If you are prepared for our mixed variety of roads you should have no trouble. 

It is well to remember that significant (still) attractive parts of the UK have roads that were made in the time of pack horses, horse and cart and early (very small cars and lorries). These roads are hemmed in by stone walls, sturdy banks and hedges with DITCHES and even more intimidating - village buildings. We are a SMALL island.

A Sat Nav is not always the motorist's friend in districts where these are prevalent.

I have a dislike of roads in the Gower Peninsular, some parts of N Devon and Cornwall. 

That said there are many other one-track roads which are perfectly passable, especially if road users are not racing at you. If you find some areas are too intimidating, there are plenty of other attractive ones. 

Just remember that you will find M/H parking to be more of a problem with height barriers and multi-storey parking. 

M/Hs are not very welcome in UK unlike in France and Germany.

Welcome to our world!

Joyce

PS: I forgot to mention the potholes washed out in recent rains.


----------



## barryd (May 9, 2008)

chasper said:


> Barry wrote,
> 
> Or just google wildcamping uk and all will be reviled!
> I hope not!
> ...


Yes I apologise for my spelling and grammar in my first post.
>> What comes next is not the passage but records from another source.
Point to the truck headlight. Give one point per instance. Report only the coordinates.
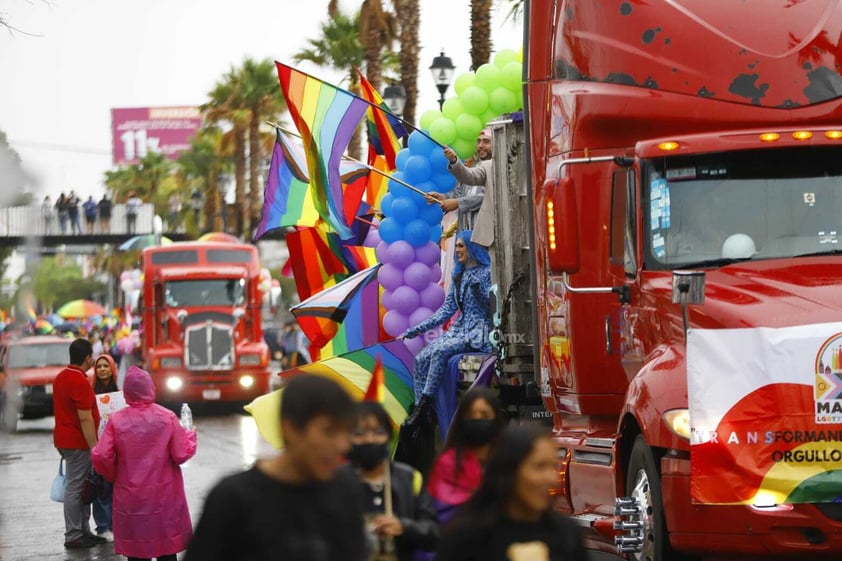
(249, 360)
(174, 383)
(678, 420)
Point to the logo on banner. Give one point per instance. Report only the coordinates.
(828, 384)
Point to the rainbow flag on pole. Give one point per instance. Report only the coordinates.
(326, 118)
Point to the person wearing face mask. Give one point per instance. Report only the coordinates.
(510, 517)
(457, 472)
(400, 517)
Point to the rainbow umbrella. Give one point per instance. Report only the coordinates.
(80, 309)
(353, 372)
(218, 237)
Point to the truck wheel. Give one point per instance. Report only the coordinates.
(643, 483)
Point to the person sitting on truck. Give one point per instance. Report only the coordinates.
(469, 196)
(468, 295)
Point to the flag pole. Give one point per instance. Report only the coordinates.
(350, 159)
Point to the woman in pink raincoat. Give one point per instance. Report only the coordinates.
(141, 451)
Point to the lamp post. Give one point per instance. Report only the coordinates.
(442, 71)
(395, 97)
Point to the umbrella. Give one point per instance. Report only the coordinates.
(218, 237)
(353, 372)
(144, 240)
(80, 309)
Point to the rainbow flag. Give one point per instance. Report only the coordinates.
(326, 118)
(384, 129)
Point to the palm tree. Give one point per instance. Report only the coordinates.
(261, 94)
(480, 32)
(339, 47)
(227, 105)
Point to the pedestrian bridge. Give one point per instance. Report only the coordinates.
(23, 225)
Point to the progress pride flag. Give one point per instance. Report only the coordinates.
(140, 130)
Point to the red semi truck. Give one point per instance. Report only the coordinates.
(202, 338)
(652, 133)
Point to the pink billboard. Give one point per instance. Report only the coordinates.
(139, 130)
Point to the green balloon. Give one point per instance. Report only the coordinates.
(502, 100)
(464, 148)
(502, 58)
(488, 77)
(468, 127)
(463, 82)
(428, 117)
(443, 130)
(512, 76)
(474, 100)
(452, 108)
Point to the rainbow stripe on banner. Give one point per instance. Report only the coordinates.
(326, 118)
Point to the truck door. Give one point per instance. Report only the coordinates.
(623, 264)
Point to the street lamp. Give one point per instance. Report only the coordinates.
(395, 98)
(442, 71)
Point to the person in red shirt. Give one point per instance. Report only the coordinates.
(77, 420)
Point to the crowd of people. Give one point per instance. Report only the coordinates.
(64, 215)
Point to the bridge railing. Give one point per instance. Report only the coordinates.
(22, 221)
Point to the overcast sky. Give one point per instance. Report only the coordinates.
(74, 60)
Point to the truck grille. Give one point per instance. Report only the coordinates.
(209, 347)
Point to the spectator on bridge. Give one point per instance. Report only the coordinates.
(47, 213)
(104, 206)
(61, 209)
(132, 206)
(73, 213)
(90, 214)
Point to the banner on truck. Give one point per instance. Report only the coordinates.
(137, 131)
(765, 414)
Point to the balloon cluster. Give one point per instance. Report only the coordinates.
(131, 280)
(481, 96)
(410, 233)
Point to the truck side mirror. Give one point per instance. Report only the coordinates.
(562, 226)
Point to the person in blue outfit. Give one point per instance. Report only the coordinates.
(469, 293)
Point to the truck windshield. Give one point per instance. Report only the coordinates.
(216, 292)
(38, 355)
(715, 209)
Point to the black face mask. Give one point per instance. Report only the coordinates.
(367, 456)
(479, 432)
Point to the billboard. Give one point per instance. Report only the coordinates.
(139, 130)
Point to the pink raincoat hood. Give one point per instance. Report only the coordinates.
(138, 387)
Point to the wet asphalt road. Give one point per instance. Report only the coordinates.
(32, 526)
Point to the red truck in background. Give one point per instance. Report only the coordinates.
(653, 133)
(202, 338)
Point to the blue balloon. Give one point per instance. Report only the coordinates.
(404, 209)
(386, 204)
(417, 170)
(401, 157)
(438, 161)
(431, 214)
(444, 182)
(390, 230)
(420, 144)
(417, 233)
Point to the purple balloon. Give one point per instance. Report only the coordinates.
(419, 315)
(390, 277)
(405, 300)
(417, 276)
(380, 251)
(394, 323)
(432, 297)
(400, 254)
(415, 345)
(428, 254)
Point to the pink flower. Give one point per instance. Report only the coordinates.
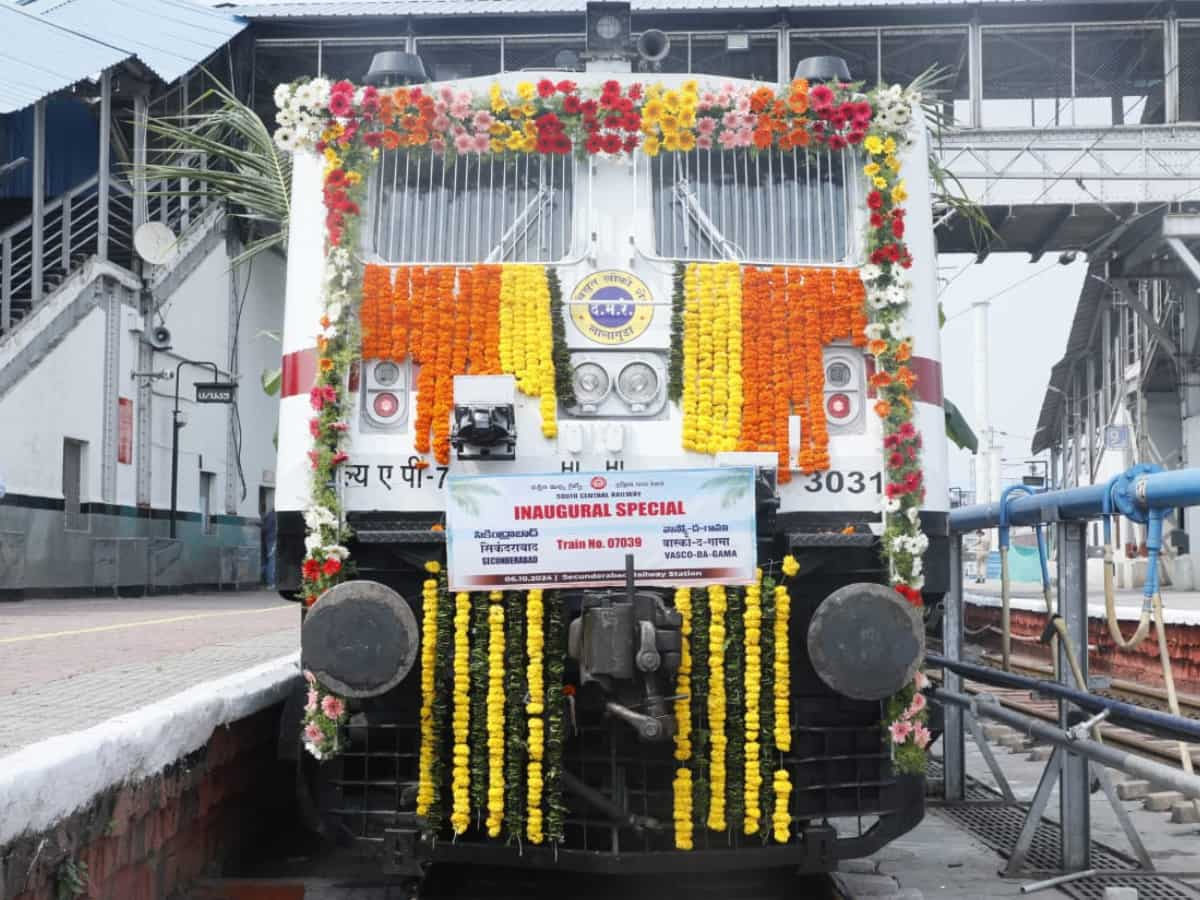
(333, 707)
(916, 707)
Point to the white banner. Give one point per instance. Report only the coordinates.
(683, 527)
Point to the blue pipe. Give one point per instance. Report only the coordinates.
(1132, 493)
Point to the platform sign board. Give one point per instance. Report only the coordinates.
(573, 529)
(215, 391)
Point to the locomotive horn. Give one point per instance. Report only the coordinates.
(653, 46)
(359, 639)
(865, 641)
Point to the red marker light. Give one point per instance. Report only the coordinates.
(385, 405)
(838, 406)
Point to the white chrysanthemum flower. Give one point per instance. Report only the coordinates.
(286, 139)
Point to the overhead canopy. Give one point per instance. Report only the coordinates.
(53, 45)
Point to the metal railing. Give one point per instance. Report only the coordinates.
(749, 205)
(472, 209)
(72, 234)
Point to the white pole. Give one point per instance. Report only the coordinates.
(985, 467)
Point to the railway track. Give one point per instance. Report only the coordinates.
(1129, 691)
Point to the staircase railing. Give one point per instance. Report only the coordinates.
(71, 237)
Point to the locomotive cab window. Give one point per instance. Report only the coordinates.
(769, 207)
(472, 209)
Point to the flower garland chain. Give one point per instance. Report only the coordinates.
(753, 640)
(682, 785)
(426, 785)
(717, 772)
(495, 713)
(535, 709)
(460, 785)
(324, 714)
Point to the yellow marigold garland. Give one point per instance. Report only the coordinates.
(682, 785)
(753, 679)
(495, 713)
(535, 708)
(425, 785)
(460, 784)
(719, 742)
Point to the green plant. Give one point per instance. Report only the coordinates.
(223, 149)
(71, 879)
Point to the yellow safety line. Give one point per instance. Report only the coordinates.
(137, 624)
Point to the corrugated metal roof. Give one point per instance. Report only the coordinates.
(533, 7)
(41, 58)
(169, 36)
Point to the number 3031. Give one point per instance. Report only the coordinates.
(835, 481)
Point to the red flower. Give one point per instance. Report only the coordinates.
(911, 594)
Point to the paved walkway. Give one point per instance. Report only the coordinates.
(67, 665)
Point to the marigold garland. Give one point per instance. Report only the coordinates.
(460, 784)
(682, 785)
(495, 713)
(426, 785)
(753, 676)
(535, 708)
(717, 773)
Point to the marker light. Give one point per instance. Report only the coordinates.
(637, 384)
(838, 406)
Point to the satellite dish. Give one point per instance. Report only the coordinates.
(155, 243)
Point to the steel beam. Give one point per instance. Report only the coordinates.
(953, 748)
(1074, 796)
(37, 180)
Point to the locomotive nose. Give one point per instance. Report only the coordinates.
(359, 639)
(865, 641)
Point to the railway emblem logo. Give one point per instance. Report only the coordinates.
(611, 306)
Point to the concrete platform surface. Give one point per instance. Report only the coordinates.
(70, 664)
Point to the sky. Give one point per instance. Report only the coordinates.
(1029, 327)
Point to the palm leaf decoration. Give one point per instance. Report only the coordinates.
(733, 487)
(225, 150)
(466, 495)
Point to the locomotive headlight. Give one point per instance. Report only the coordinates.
(637, 384)
(592, 384)
(387, 373)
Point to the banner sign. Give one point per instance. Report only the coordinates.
(683, 527)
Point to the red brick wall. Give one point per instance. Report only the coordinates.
(1140, 665)
(153, 838)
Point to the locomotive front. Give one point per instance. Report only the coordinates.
(611, 460)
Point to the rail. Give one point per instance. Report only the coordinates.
(72, 233)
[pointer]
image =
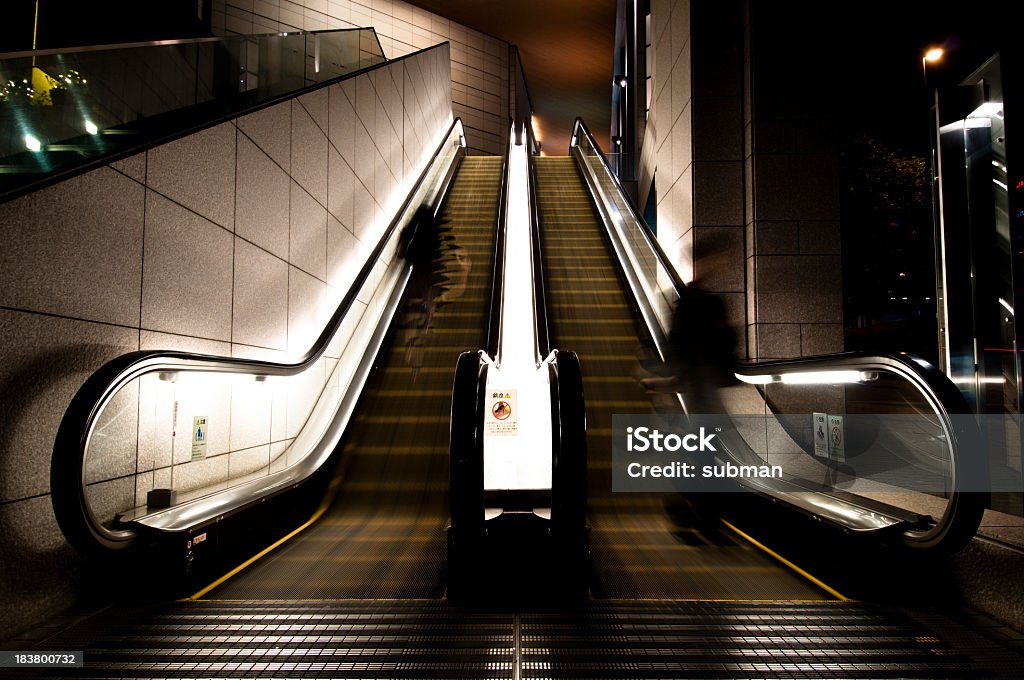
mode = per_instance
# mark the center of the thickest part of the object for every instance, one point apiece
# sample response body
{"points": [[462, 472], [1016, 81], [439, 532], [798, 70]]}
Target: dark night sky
{"points": [[872, 48]]}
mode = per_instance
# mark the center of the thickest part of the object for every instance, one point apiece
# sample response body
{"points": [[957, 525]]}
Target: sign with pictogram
{"points": [[503, 413], [819, 427], [200, 436], [837, 439]]}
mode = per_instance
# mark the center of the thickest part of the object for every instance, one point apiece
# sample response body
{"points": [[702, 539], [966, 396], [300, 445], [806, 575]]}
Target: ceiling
{"points": [[566, 48]]}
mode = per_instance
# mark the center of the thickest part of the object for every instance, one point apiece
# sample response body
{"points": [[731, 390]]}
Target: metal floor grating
{"points": [[434, 639]]}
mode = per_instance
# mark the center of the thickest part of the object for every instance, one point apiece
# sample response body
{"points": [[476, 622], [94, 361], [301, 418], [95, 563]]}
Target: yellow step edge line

I was posting it from the gym on my stupid phone which thinks it knows what I want to say better than I do! :roll:

If you want to stay in a few places for say a week at a time you could probably buy an old Ford Mondeo or Land Rover Discovery and a four berth Caravan combo for a few grand and just bin it or ebay it at the end! 

I will now probably be banned for the rest of the evening!


----------



## grizzlyj (Oct 14, 2008)

Hiya

I don't think driving is the issue, but somewhere to park may be. 

If I was wanting to visit as much of the UK as possible that would include a good few days in cities. I would get a hotel and use buses etc for that, maybe fly between them. Living out of a rucksack, since hauling a suitcase on and off trains, buses the tube etc is hard work. You could hire a car instead, but for London at least you would then have to pay a lot to park while you tube and bus around.

Then a camper for the countryside.

Or just the countryside


----------



## simandme (Jan 11, 2011)

G'day Gilesl

Don't worry about the size of the roads - it is the people driving the other vehicles that is the issue! :lol: 
You will have absolutely no problems adjusting to Europe and UK. Just start somewhere easy first (eg Scotland) and work your way down to Cornwall. Then, do the same with Europe - France across to Italy.

You could try buying a campervan off Gumtree (used by the aussies/kiwis to sell campers - but just be careful as there are a few rogues out there.

Also tntmagazine has lots of useful info for people coming from downunder to the uk.

I think joining one of the camping clubs (mentioned earlier) is a good idea - coz if you have any problems whilst travelling around the wardens/owners are always willing to help and know lots about their local area.


----------